Finalmente dio inicio el nuevo ciclo escolar 2025-2026 en todo el país, donde sin mayores inconvenientes casi 30 millones de estudiantes regresaron a las aulas. La cifra puede resultarnos sólo un dato más, el cual bien puede pasar desapercibido; sin embargo, valorar en su justa dimensión lo que ese esfuerzo significa, es algo con lo que no se puede ser displicente. Máxime cuando esta es una cobertura que muy pocos países pueden presumir, la cual puede llegar incluso a los 33 millones, de acuerdo a la incorporación progresiva que siempre ocurre en las primeras dos semanas de clases.
Es verdad, es innegable que en nuestro Sistema Educativo persisten muchas y muy variadas deficiencias, tanto en infraestructura como en cuestiones pedagógicas y administrativas.
Pero aun con todo ello, sería injusto demeritar lo que significa mantener en funcionamiento los 252 mil planteles que ayer recibieron a nuestros niños y jóvenes: 231 mil de educación básica y 21 mil de media superior. En el mismo sentido, nadie puede escatimar la dedicación y el compromiso de un millón 624 docentes. Por el contrario, en los últimos años el reconocimiento a su ingente labor, ha ido en sentido inversamente proporcional a las exigencias que reciben, lo mismo por las reformas o innovaciones curriculares, como por las consecuencias del excesivo empoderamiento que se les ha conferido a los padres de familia.
En Sinaloa, a pesar de la situación de inseguridad que se vive, por causas que ya son de sobra conocidas y que se mantiene ya desde hace casi un año; no hubo afortunadamente incidentes que impidieran a más de 739 mil (alumnos 586 mil del nivel básico y 152 mil de bachillerato) regresar a las aulas.
Lo anterior, vino a dejar en claro que tal como lo señalaron las autoridades educativas y de seguridad pública, las condiciones para el regreso a clases siempre estuvieron dadas. Y es que como lo señaló la titular de la SEPYC, Gloria Himelda Félix Niebla, el garantizar las condiciones para un regreso a clases seguro y presencial no era algo que pudiéramos esperar de manera fortuita.
Félix Niebla ilustró que ello fue resultado de un trabajo de planeación previo, el cual contó con la participación de los docentes, autoridades educativas, de protección civil, y las fuerzas del orden locales y federales.
Por lo tanto, esas voces alarmistas (nunca faltan) que presagiaban lo contrario, proponiendo incluso el regreso a clases virtuales, lo único que consiguieron es quedar evidenciadas como agoreros del caos. Afortunadamente, el operativo de seguridad para el regreso a clases dio resultados, anulando la narrativa fatalista de aquellos que, esperando decirnos “yo tenía razón”, parecen anhelar que las cosas no mejoren, o incluso que empeoren.
Y para garantizar la continuidad de este buen regreso a clases, además de haberse entregado ya más de tres millones y medio de libros gratuitos, se tiene igualmente un avance del 80 por ciento en el canje de útiles, uniformes y calzado deportivo.
En este último rubro, es justo reconocer también el trabajo realizado por la Secretaría de Economía, una dependencia que por cierto, bajo el liderazgo de Ricardo Velarde Cárdenas, ha desarrollado un exitoso programa de respaldo y financiamiento a los pequeños comercios, esos que finalmente marcan el dinamismo de la economía local.
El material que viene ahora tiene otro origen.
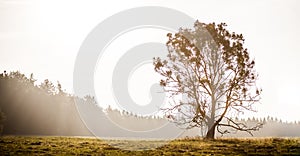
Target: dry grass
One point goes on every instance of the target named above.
(20, 145)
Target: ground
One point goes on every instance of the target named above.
(26, 145)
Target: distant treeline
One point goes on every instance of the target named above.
(27, 108)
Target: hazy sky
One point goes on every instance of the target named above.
(43, 37)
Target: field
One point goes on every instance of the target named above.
(25, 145)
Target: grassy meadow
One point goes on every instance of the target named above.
(26, 145)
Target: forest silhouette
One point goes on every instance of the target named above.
(28, 108)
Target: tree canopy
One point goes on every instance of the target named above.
(214, 76)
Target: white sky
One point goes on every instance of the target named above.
(43, 37)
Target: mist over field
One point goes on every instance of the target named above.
(45, 109)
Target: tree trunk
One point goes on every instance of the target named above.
(211, 133)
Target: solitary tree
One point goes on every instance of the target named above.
(210, 77)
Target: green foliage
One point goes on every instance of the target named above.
(209, 66)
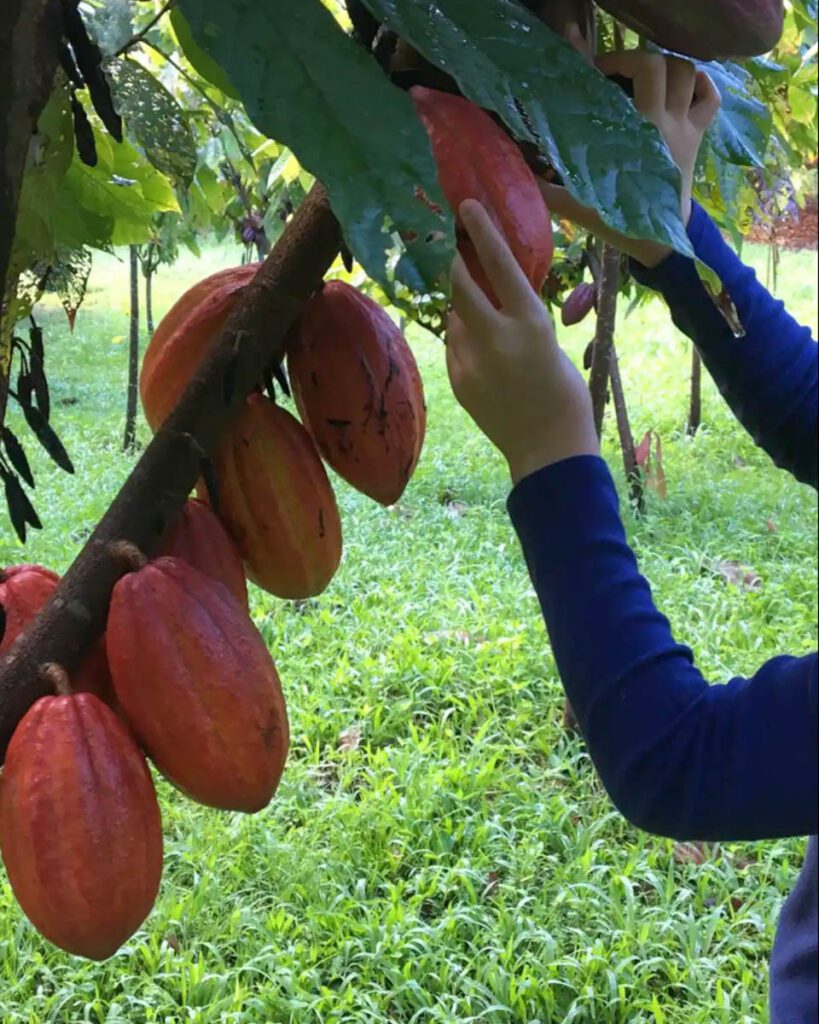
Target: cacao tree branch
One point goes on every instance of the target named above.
(161, 481)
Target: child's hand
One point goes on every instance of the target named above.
(506, 367)
(682, 102)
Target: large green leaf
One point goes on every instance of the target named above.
(155, 119)
(306, 84)
(507, 60)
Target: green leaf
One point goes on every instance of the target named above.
(202, 64)
(319, 93)
(155, 120)
(507, 60)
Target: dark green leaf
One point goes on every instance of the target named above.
(155, 119)
(16, 456)
(47, 437)
(320, 94)
(507, 60)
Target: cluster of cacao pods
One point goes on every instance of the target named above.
(181, 677)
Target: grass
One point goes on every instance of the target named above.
(462, 863)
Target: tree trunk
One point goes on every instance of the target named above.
(695, 412)
(152, 497)
(149, 302)
(604, 339)
(30, 37)
(633, 474)
(129, 440)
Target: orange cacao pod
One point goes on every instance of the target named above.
(477, 160)
(199, 538)
(80, 826)
(24, 590)
(277, 503)
(183, 337)
(357, 388)
(198, 685)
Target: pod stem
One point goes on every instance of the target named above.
(57, 678)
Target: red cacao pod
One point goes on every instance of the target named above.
(277, 503)
(357, 388)
(183, 338)
(198, 685)
(24, 591)
(199, 538)
(80, 826)
(477, 160)
(577, 306)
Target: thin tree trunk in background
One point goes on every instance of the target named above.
(129, 440)
(604, 340)
(633, 474)
(695, 412)
(149, 302)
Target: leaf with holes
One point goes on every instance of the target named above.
(322, 96)
(507, 60)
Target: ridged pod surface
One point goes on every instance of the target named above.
(708, 30)
(277, 503)
(183, 338)
(24, 591)
(198, 685)
(358, 391)
(199, 538)
(80, 827)
(477, 160)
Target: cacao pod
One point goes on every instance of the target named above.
(477, 160)
(198, 685)
(24, 591)
(80, 826)
(183, 338)
(357, 388)
(577, 306)
(277, 503)
(199, 538)
(707, 30)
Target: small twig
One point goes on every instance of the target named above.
(139, 36)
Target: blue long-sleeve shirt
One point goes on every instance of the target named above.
(679, 757)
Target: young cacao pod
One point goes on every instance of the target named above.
(80, 826)
(198, 685)
(183, 338)
(357, 388)
(24, 591)
(199, 538)
(577, 306)
(477, 160)
(276, 502)
(708, 30)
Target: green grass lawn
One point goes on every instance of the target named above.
(440, 850)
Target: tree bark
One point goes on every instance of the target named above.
(30, 38)
(604, 339)
(695, 411)
(129, 438)
(254, 335)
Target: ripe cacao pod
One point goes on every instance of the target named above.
(707, 30)
(477, 160)
(198, 685)
(24, 591)
(183, 338)
(357, 388)
(577, 306)
(199, 538)
(277, 503)
(80, 827)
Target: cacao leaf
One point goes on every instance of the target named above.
(16, 456)
(378, 169)
(508, 61)
(45, 434)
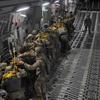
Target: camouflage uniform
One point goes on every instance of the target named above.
(41, 76)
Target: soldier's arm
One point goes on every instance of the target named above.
(37, 64)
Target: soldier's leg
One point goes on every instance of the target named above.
(85, 28)
(89, 29)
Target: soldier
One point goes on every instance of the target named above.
(87, 23)
(41, 76)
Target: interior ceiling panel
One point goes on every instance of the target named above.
(7, 6)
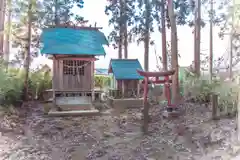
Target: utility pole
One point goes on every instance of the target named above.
(164, 45)
(197, 38)
(211, 41)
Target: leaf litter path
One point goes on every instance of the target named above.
(32, 136)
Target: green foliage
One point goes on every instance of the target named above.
(200, 90)
(12, 82)
(102, 81)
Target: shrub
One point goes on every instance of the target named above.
(200, 89)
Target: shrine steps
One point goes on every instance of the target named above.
(93, 112)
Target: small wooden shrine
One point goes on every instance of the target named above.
(125, 78)
(73, 50)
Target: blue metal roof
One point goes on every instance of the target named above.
(72, 41)
(125, 69)
(101, 71)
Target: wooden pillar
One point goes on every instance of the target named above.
(54, 82)
(93, 81)
(123, 88)
(146, 107)
(138, 89)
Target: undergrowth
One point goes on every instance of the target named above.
(200, 89)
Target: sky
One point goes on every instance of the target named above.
(94, 12)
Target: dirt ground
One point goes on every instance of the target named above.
(29, 135)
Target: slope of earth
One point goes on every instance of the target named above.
(29, 135)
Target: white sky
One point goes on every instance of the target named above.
(94, 12)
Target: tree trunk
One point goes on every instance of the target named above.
(174, 51)
(120, 42)
(211, 43)
(28, 50)
(56, 20)
(147, 35)
(7, 36)
(197, 38)
(125, 30)
(2, 21)
(164, 45)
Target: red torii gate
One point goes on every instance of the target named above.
(167, 90)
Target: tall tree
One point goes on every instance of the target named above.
(8, 31)
(2, 21)
(28, 47)
(174, 50)
(197, 38)
(211, 42)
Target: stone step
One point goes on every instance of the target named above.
(93, 112)
(76, 107)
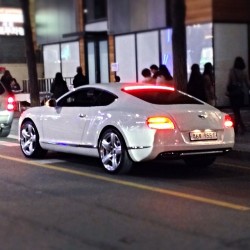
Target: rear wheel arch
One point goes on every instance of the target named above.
(113, 152)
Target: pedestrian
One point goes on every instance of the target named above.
(235, 87)
(117, 78)
(58, 86)
(79, 78)
(154, 70)
(6, 79)
(147, 78)
(15, 87)
(164, 76)
(195, 85)
(209, 83)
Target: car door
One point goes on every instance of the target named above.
(65, 123)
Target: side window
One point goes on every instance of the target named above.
(87, 97)
(82, 98)
(105, 98)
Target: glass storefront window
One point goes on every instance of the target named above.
(199, 45)
(166, 49)
(52, 61)
(147, 51)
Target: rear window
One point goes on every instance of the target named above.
(162, 96)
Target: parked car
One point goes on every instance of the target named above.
(7, 104)
(127, 123)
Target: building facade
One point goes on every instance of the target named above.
(13, 50)
(110, 37)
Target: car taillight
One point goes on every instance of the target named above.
(10, 103)
(160, 122)
(228, 121)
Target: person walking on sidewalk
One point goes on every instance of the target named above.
(236, 81)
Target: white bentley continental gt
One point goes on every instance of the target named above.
(127, 123)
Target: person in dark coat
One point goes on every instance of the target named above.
(59, 86)
(6, 79)
(195, 85)
(237, 79)
(79, 78)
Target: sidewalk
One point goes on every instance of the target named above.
(242, 142)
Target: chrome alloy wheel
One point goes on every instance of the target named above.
(110, 151)
(28, 138)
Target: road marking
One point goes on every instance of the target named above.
(232, 165)
(134, 185)
(9, 144)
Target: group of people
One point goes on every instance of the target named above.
(157, 75)
(202, 85)
(10, 82)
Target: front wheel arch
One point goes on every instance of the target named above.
(29, 140)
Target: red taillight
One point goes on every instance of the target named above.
(10, 103)
(228, 121)
(160, 122)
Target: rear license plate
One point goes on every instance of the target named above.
(203, 136)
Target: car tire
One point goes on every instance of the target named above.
(29, 141)
(199, 161)
(4, 132)
(113, 152)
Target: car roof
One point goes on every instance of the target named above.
(118, 86)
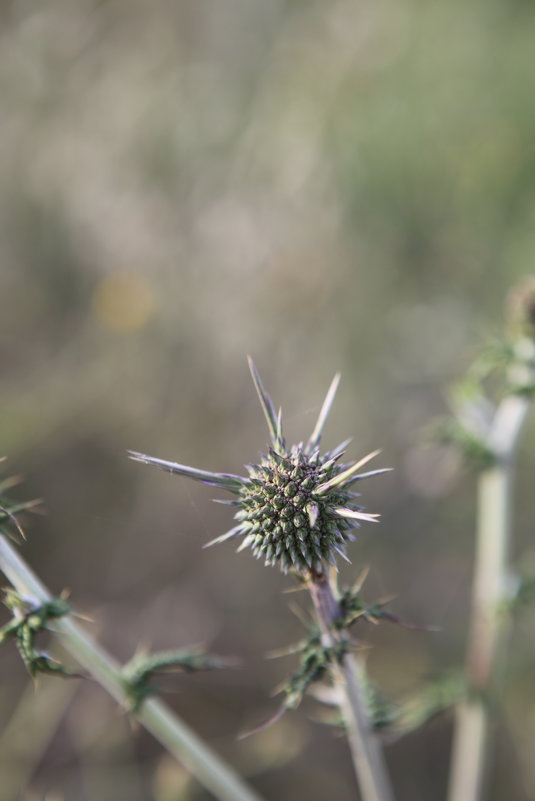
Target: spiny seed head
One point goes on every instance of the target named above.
(283, 511)
(296, 508)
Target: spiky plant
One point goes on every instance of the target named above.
(297, 507)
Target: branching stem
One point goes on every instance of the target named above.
(488, 628)
(365, 747)
(172, 733)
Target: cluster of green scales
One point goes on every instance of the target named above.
(296, 508)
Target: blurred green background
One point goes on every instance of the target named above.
(328, 186)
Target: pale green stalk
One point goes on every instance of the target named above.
(172, 733)
(366, 751)
(488, 628)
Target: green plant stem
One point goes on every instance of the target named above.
(365, 747)
(488, 628)
(172, 733)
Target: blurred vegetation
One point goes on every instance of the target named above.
(329, 186)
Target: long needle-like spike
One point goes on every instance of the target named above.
(315, 437)
(234, 532)
(345, 476)
(370, 518)
(267, 405)
(226, 480)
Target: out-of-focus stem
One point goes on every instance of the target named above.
(487, 630)
(166, 727)
(365, 747)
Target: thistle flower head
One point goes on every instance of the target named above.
(296, 508)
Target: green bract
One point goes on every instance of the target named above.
(296, 508)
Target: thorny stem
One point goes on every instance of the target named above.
(172, 733)
(365, 747)
(488, 628)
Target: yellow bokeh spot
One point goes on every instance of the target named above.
(123, 301)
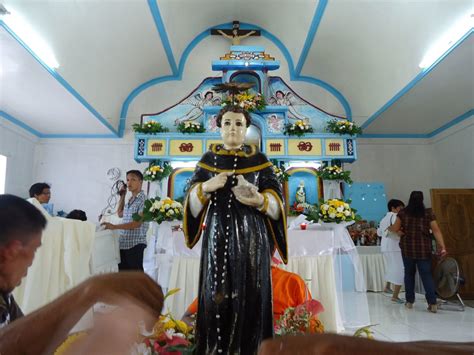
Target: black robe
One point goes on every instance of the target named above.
(235, 294)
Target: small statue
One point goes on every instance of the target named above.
(301, 193)
(235, 38)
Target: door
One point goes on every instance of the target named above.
(454, 210)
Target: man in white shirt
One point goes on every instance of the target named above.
(391, 250)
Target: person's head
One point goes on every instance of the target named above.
(415, 207)
(134, 181)
(77, 214)
(41, 191)
(233, 122)
(395, 206)
(21, 226)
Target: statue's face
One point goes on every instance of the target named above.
(233, 129)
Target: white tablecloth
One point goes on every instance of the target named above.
(315, 255)
(373, 266)
(60, 263)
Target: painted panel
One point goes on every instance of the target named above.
(310, 180)
(186, 147)
(369, 199)
(213, 141)
(304, 146)
(275, 147)
(156, 147)
(334, 147)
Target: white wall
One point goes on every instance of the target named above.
(77, 170)
(18, 146)
(403, 165)
(453, 166)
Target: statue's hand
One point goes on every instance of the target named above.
(247, 193)
(215, 183)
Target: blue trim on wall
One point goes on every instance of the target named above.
(160, 26)
(60, 79)
(19, 123)
(416, 80)
(182, 62)
(318, 15)
(437, 131)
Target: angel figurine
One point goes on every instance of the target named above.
(198, 101)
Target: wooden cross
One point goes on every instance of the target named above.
(235, 34)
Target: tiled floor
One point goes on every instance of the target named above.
(396, 323)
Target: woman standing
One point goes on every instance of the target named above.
(416, 221)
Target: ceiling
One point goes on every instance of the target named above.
(119, 59)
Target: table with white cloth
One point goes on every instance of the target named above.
(319, 255)
(373, 266)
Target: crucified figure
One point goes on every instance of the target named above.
(235, 37)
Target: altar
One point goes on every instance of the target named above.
(323, 257)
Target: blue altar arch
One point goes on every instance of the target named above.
(248, 64)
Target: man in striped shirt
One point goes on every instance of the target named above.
(132, 233)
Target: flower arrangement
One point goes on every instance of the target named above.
(334, 173)
(158, 211)
(191, 127)
(302, 319)
(299, 128)
(339, 126)
(247, 101)
(149, 127)
(157, 171)
(280, 171)
(169, 336)
(332, 211)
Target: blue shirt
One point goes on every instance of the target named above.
(132, 237)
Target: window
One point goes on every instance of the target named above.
(3, 173)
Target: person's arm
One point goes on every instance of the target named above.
(129, 225)
(438, 236)
(396, 226)
(43, 330)
(121, 205)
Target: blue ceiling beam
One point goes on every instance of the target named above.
(160, 27)
(416, 80)
(61, 80)
(318, 15)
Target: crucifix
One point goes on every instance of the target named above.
(235, 34)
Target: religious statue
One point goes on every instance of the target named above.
(235, 204)
(301, 193)
(235, 38)
(236, 34)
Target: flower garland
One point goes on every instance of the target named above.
(334, 173)
(249, 102)
(280, 171)
(339, 126)
(157, 171)
(157, 210)
(149, 127)
(332, 211)
(302, 319)
(299, 128)
(191, 127)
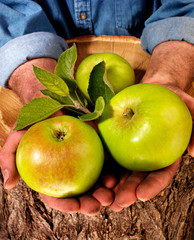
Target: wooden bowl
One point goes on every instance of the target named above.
(127, 47)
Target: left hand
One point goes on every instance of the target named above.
(166, 68)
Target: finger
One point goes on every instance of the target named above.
(109, 180)
(114, 206)
(103, 195)
(8, 160)
(191, 145)
(156, 182)
(126, 194)
(67, 205)
(89, 205)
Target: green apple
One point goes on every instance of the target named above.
(60, 157)
(146, 127)
(119, 72)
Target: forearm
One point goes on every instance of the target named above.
(23, 81)
(172, 64)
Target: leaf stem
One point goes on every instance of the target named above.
(78, 106)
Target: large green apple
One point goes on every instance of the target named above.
(60, 157)
(119, 72)
(146, 127)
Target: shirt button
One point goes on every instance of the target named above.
(83, 16)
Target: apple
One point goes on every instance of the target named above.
(119, 72)
(60, 157)
(146, 127)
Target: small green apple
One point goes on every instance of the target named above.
(60, 157)
(119, 72)
(146, 127)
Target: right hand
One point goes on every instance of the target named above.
(89, 203)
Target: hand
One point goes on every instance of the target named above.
(89, 203)
(166, 68)
(27, 89)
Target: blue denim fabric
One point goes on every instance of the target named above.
(31, 29)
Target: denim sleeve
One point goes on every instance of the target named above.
(21, 49)
(174, 20)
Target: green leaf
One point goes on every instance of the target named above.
(99, 108)
(63, 100)
(51, 81)
(37, 110)
(98, 86)
(66, 63)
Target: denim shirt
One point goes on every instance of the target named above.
(33, 29)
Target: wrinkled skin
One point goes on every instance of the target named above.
(172, 66)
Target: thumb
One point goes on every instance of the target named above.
(8, 160)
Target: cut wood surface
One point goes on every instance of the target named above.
(168, 216)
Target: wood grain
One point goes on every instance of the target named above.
(169, 215)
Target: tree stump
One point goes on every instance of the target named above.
(169, 215)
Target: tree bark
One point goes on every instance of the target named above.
(24, 216)
(168, 216)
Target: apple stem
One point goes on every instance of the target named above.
(78, 105)
(60, 135)
(128, 112)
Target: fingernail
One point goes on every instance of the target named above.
(5, 176)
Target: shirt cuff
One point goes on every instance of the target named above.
(176, 28)
(30, 46)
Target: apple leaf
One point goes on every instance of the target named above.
(99, 108)
(97, 84)
(51, 81)
(37, 110)
(57, 97)
(66, 63)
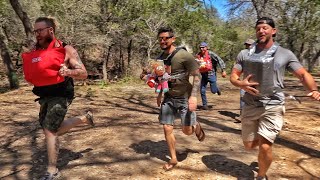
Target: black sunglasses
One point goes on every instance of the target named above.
(164, 38)
(40, 30)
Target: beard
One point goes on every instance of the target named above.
(264, 41)
(44, 41)
(165, 47)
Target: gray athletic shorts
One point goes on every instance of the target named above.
(266, 121)
(173, 107)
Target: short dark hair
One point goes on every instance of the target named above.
(166, 29)
(50, 22)
(266, 20)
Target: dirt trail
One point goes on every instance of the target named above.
(128, 142)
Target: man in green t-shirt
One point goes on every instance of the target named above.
(181, 99)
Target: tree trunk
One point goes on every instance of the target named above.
(104, 65)
(11, 74)
(23, 16)
(121, 62)
(129, 51)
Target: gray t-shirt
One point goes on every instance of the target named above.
(283, 59)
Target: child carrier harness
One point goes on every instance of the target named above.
(262, 69)
(41, 66)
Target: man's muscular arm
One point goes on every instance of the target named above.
(73, 66)
(195, 89)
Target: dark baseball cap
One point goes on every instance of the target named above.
(266, 20)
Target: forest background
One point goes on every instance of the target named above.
(115, 38)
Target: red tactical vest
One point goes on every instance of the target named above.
(41, 66)
(205, 63)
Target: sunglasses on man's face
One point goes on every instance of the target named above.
(38, 31)
(164, 38)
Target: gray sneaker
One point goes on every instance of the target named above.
(49, 176)
(89, 116)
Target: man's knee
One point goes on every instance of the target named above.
(265, 145)
(250, 145)
(187, 130)
(49, 133)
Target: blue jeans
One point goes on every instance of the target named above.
(212, 79)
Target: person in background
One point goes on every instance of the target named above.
(262, 115)
(210, 76)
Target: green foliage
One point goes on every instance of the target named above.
(125, 31)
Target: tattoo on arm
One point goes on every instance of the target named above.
(196, 83)
(76, 55)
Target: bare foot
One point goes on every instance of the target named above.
(89, 117)
(169, 165)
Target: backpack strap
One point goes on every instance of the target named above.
(167, 61)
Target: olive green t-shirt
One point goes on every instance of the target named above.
(181, 63)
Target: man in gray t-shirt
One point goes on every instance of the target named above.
(264, 66)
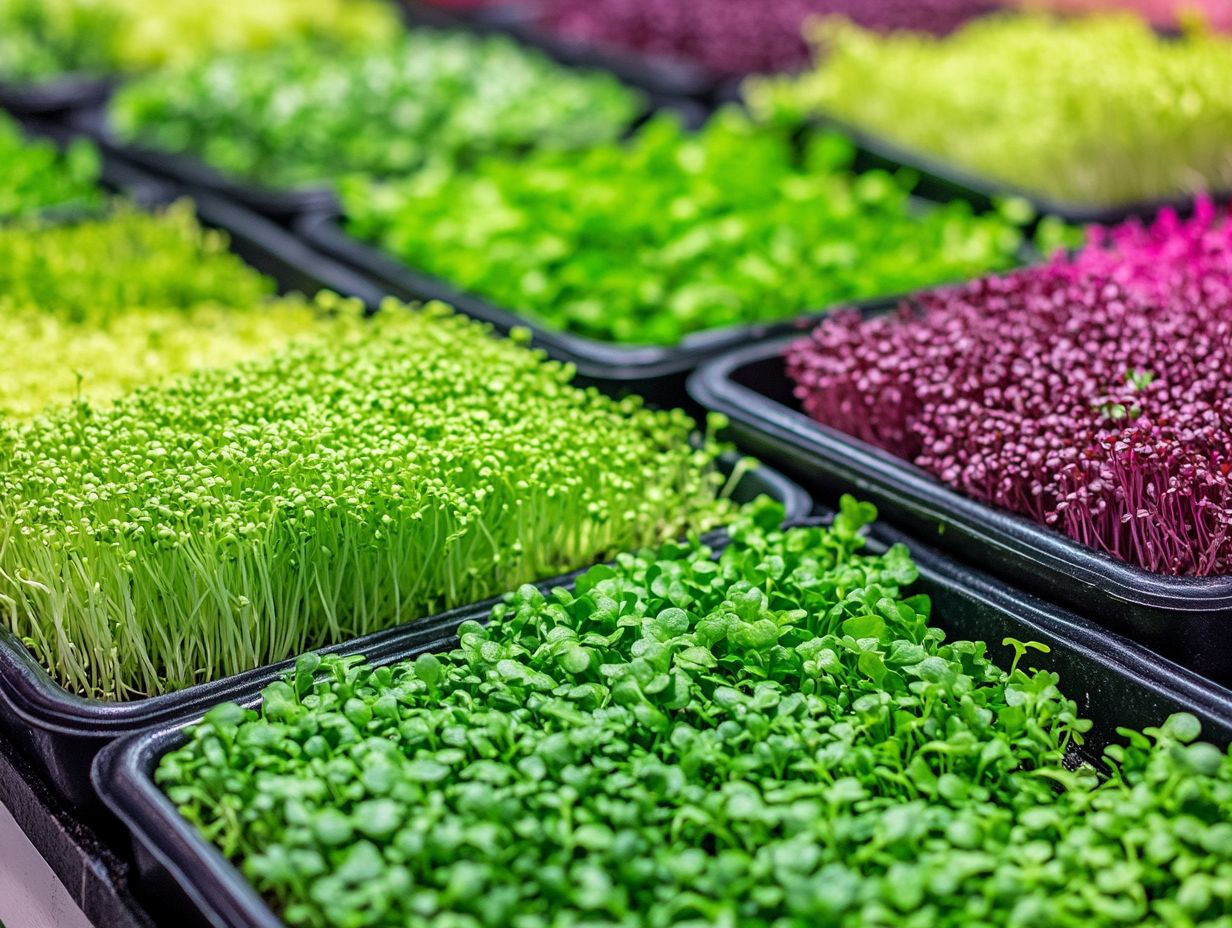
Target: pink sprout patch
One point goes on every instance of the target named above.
(738, 37)
(1093, 393)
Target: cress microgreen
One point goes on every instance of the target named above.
(345, 483)
(36, 175)
(106, 303)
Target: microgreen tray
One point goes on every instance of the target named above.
(62, 731)
(93, 875)
(1116, 684)
(192, 173)
(654, 371)
(53, 97)
(943, 181)
(657, 74)
(1183, 619)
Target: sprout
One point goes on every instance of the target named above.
(385, 109)
(47, 38)
(1098, 111)
(778, 736)
(734, 37)
(344, 483)
(1089, 394)
(672, 233)
(102, 306)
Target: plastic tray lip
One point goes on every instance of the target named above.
(36, 698)
(982, 190)
(123, 772)
(715, 387)
(64, 93)
(594, 359)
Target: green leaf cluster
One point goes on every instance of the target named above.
(301, 115)
(42, 40)
(1097, 110)
(775, 737)
(368, 476)
(36, 175)
(102, 305)
(673, 232)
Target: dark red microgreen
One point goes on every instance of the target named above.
(1090, 394)
(732, 37)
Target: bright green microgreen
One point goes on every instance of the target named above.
(345, 483)
(773, 738)
(674, 232)
(299, 115)
(42, 40)
(36, 175)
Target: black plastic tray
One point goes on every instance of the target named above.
(1188, 620)
(54, 97)
(1114, 682)
(944, 180)
(658, 372)
(62, 732)
(81, 859)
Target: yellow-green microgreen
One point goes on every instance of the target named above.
(36, 175)
(1095, 110)
(371, 476)
(104, 305)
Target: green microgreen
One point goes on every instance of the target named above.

FIDEICOMISO DE APOYO AL SECTOR EDUCATIVO. – Encaminados con el mismo tema, el nuevo ciclo lectivo inició con otra buena noticia. Se trata de la creación de un fideicomiso de vivienda, conformado por una bolsa inicial cercana a los tres millones de pesos, y a través del cual los agremiados al SNTE, podrán recibir créditos de 30 a 50 mil pesos sin ningún tipo de interés. Esta nueva prestación fue posible gracias al interés y voluntad mostrados tanto por el Gobierno del Estado, como por las dirigencias sindicales de ambas secciones, la 27 que preside el maestro Genaro Torrecillas, y la 53 a cargo de Ricardo Madrid. Enhorabuena este logro y por todo lo que sume beneficios a los trabajadores de la educación.